Maura Jones is a native of Louisiana and current Obstetrics & Gynecology resident physician at UCSF. She completed her undergraduate degree at Xavier University of Louisiana, where she majored in Biology with double minors in Chemistry and Spanish. She went on to receive her medical degree from LSU School of Medicine, in New Orleans. She chose Obstetrics & Gynecology because she strives to empower women at every age and every stage to be knowledgeable and make autonomous decisions about their bodies. She plans to subspecialize in Maternal-Fetal Medicine and is particularly interested health equity, racism & perinatal outcomes, preterm birth, hypertensive disorders of pregnancy, and quality improvement and patient safety.
[ Outside of her busy schedule as a resident, she is a wife, dog-mom, and creator of “Mocha In Medicine”, a blog that features various aspects of her journey through medicine as a woman of color, and also allows her to mentor others interested in medicine. You can follow her on Instagram @mochainmedicine. ]
- Diana C. Roble, MD

Dr. Diana C. Robles is a Maternal-Fetal Medicine Fellow at the University of California in San Francisco. Her clinical and research interests include maternal hypertensive disorders, maternal cardiac disease, and health equity, with particular focus on language barriers in obstetric care.
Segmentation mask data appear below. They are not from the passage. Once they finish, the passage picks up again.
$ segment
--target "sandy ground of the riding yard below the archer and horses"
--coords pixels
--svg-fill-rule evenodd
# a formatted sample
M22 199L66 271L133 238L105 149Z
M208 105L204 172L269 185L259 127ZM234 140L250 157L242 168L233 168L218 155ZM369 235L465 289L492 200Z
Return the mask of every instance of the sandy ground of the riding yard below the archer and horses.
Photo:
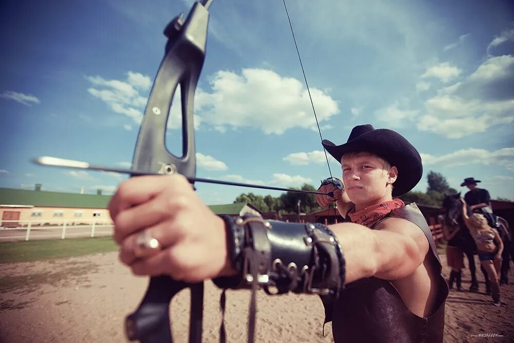
M442 260L446 261L445 256ZM447 273L447 270L445 269ZM446 304L445 342L513 342L514 268L502 300L492 305L482 293L451 291ZM469 288L465 270L463 286ZM481 273L479 280L483 281ZM123 342L123 321L139 303L148 279L135 278L117 253L52 261L0 264L1 342ZM206 283L204 341L217 342L221 315L219 291ZM246 341L248 291L227 293L225 323L230 342ZM172 301L175 342L186 342L189 294ZM258 294L258 342L332 342L332 327L322 335L323 307L316 296Z

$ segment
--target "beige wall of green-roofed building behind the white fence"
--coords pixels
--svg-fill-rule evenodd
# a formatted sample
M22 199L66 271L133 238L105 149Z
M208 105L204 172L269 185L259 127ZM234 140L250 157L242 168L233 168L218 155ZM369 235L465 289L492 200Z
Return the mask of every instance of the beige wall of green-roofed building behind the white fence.
M19 221L20 225L23 226L28 224L27 221L32 221L32 225L62 224L64 221L74 224L90 224L93 221L97 224L112 224L113 222L105 208L0 207L0 219L3 218L4 211L20 212ZM32 213L41 214L33 215ZM94 216L94 213L97 213L97 215ZM7 226L6 224L2 225Z

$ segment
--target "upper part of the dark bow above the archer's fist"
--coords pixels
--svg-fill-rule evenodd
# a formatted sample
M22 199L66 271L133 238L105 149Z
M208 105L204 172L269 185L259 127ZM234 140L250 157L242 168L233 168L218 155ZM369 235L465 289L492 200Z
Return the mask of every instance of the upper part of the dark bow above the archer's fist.
M175 18L164 30L169 38L150 93L139 130L132 168L138 172L196 172L193 99L205 59L209 12L195 4L185 23ZM170 108L177 86L181 89L182 156L171 154L165 145Z

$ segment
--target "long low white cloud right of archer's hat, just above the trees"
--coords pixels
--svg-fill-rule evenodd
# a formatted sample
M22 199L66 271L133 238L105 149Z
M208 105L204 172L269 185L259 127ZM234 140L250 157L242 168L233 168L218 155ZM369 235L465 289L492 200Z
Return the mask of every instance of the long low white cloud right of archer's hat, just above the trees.
M441 156L423 153L420 155L424 166L457 167L481 164L485 166L502 166L514 171L514 148L503 148L496 151L463 149Z

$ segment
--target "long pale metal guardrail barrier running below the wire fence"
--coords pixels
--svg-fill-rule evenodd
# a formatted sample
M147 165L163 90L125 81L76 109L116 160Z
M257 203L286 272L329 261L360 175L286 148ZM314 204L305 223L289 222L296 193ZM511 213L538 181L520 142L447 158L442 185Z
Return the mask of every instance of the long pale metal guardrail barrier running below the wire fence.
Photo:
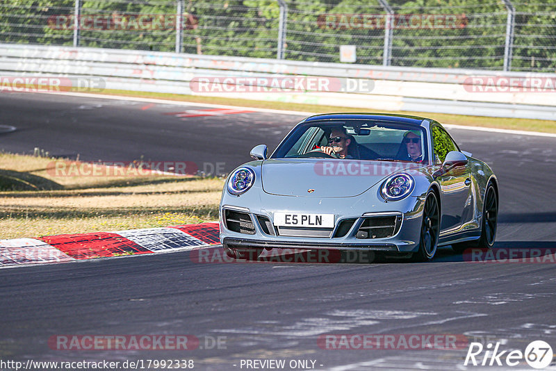
M106 89L212 95L267 101L423 111L491 117L556 119L556 87L543 91L473 92L473 77L540 78L556 74L471 69L417 69L341 63L199 56L184 53L0 44L1 76L97 76ZM370 92L195 92L199 76L325 76L372 80Z

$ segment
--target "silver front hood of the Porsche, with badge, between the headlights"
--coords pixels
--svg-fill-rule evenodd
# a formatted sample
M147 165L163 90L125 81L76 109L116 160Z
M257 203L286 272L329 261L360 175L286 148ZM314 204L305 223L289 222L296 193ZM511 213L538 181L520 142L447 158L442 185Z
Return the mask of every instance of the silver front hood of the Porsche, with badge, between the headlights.
M263 190L271 195L353 197L417 164L389 161L288 158L263 161Z

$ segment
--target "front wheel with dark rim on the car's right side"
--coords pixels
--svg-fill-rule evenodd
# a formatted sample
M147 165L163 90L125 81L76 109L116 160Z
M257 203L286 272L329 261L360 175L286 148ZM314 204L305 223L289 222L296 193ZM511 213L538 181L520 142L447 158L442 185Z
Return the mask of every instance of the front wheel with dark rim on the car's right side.
M436 254L440 233L440 207L434 191L429 191L423 207L423 221L419 249L411 256L413 261L430 261Z

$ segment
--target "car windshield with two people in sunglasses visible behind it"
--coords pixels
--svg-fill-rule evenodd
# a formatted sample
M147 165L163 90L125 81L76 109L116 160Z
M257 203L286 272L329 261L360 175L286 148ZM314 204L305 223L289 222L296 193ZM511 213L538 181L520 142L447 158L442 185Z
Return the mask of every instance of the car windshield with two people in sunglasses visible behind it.
M353 158L427 162L420 126L393 122L307 122L281 142L271 158Z

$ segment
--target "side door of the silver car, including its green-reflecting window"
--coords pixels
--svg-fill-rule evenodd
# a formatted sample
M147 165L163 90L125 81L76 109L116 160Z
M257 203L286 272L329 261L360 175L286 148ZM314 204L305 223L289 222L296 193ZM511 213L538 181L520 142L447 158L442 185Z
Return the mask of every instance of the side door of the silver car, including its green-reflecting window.
M435 165L442 165L448 152L459 151L448 132L439 125L432 126L432 145ZM471 197L471 172L466 164L444 168L436 174L441 186L440 230L459 229L464 222L464 215L468 215L466 208Z

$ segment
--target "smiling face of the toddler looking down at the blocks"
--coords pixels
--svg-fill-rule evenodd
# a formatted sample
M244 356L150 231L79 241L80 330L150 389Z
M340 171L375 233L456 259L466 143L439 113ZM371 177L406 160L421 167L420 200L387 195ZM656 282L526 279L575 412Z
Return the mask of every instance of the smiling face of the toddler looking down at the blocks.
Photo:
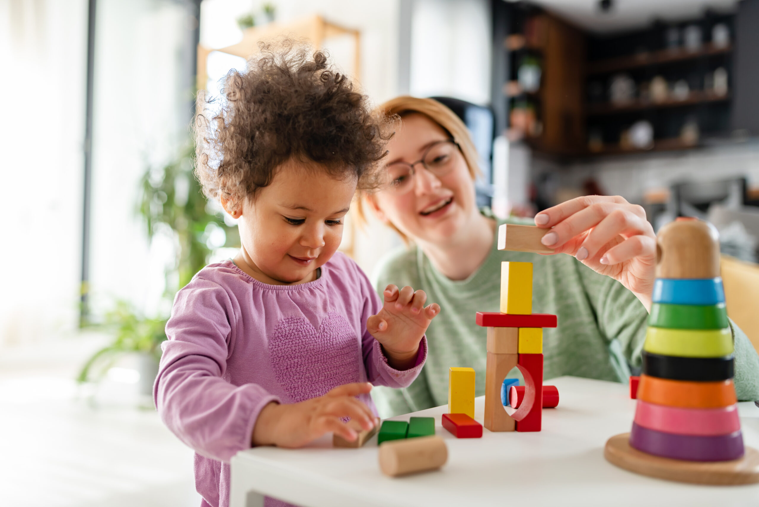
M340 246L355 191L355 178L337 180L315 162L282 164L272 183L242 206L238 227L248 274L269 284L316 279Z

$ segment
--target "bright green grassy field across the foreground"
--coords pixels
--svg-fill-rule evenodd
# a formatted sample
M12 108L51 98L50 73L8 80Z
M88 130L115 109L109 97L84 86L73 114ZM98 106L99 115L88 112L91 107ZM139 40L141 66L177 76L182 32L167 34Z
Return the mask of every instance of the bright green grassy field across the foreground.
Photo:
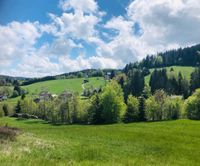
M0 144L1 165L186 165L200 163L200 121L53 126L0 119L22 129Z

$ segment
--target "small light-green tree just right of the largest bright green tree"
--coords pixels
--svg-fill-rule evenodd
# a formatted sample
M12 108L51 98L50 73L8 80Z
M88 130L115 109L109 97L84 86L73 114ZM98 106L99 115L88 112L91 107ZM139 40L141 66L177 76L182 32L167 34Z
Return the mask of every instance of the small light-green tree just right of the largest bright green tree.
M126 113L124 115L124 122L137 122L140 120L139 115L139 101L136 97L129 95L127 100Z

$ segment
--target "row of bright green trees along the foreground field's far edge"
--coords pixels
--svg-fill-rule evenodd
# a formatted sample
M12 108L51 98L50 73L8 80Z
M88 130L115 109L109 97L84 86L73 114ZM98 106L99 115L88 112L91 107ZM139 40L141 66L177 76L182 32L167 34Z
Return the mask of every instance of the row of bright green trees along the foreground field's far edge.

A native of the US-Mexico Border region in Southern Arizona, Dr. Robles earned her undergraduate degree from Harvard University and her medical degree from Stanford University School of Medicine. She completed her OBGYN residency training at UCSF. During her fellowship she has served on the GME Diversity Advisory Group as a Fellow Champion and is a co-instructor of the Medical Spanish Course for UCSF medical students.
- Josephine Urbina, MD

Originally from East Los Angeles, CA, Dr. Josephine Urbina has seen the barriers to care that affect our most marginalized communities. It is with this knowledge that she decided to pursue her medical degree after working for 5 years in the Biotech industry. Dr. Urbina completed her medical training at Universidad Autonoma de Guadalajara and saw first-hand the patriarchal birth practices and coercion many Latinx immigrant women in the US have experienced. She went on to complete her specialty training in Obstetrics & Gynecology at Jersey Shore University Medical Center in New Jersey and is currently completing a subspecialty fellowship in Complex Family Planning. She is adamant about improving inequities for Black, Indigenous and People of Color (BiPOC) by bridging the gap between minority-led research and the practice of medicine. Her research interests include racially congruent care, abortion care in Latinx community and Latinx-centered group prenatal care.
- Sara Whetstone, MD

Dr. Sara Whetstone is a clinician-educator whose work is grounded in the principles of reproductive justice and health equity. Her work as an academic specialist in general obstetrics and gynecology has been informed by my long-term commitment to improving the health and well-being of Black women and those who have been marginalized by our medical system. Dr. Whetstone’s academic work has focused on aligning educational and clinical training to the needs of our population by centering the experiences of the most underserved individuals and communities. In her role as Associate Residency Program Director, she has worked tirelessly around issues of workforce diversity and have developed an innovative curriculum that prioritizes social justice and structural competency. Additionally, she serves as one of the Associate Directors for the Black Women's Health and Livelihood Initiative and the Interim Vice Chair of Equity, Inclusion, and Structural Change for the UCSF Department of Obstetrics, Gynecology, & Reproductive Sciences.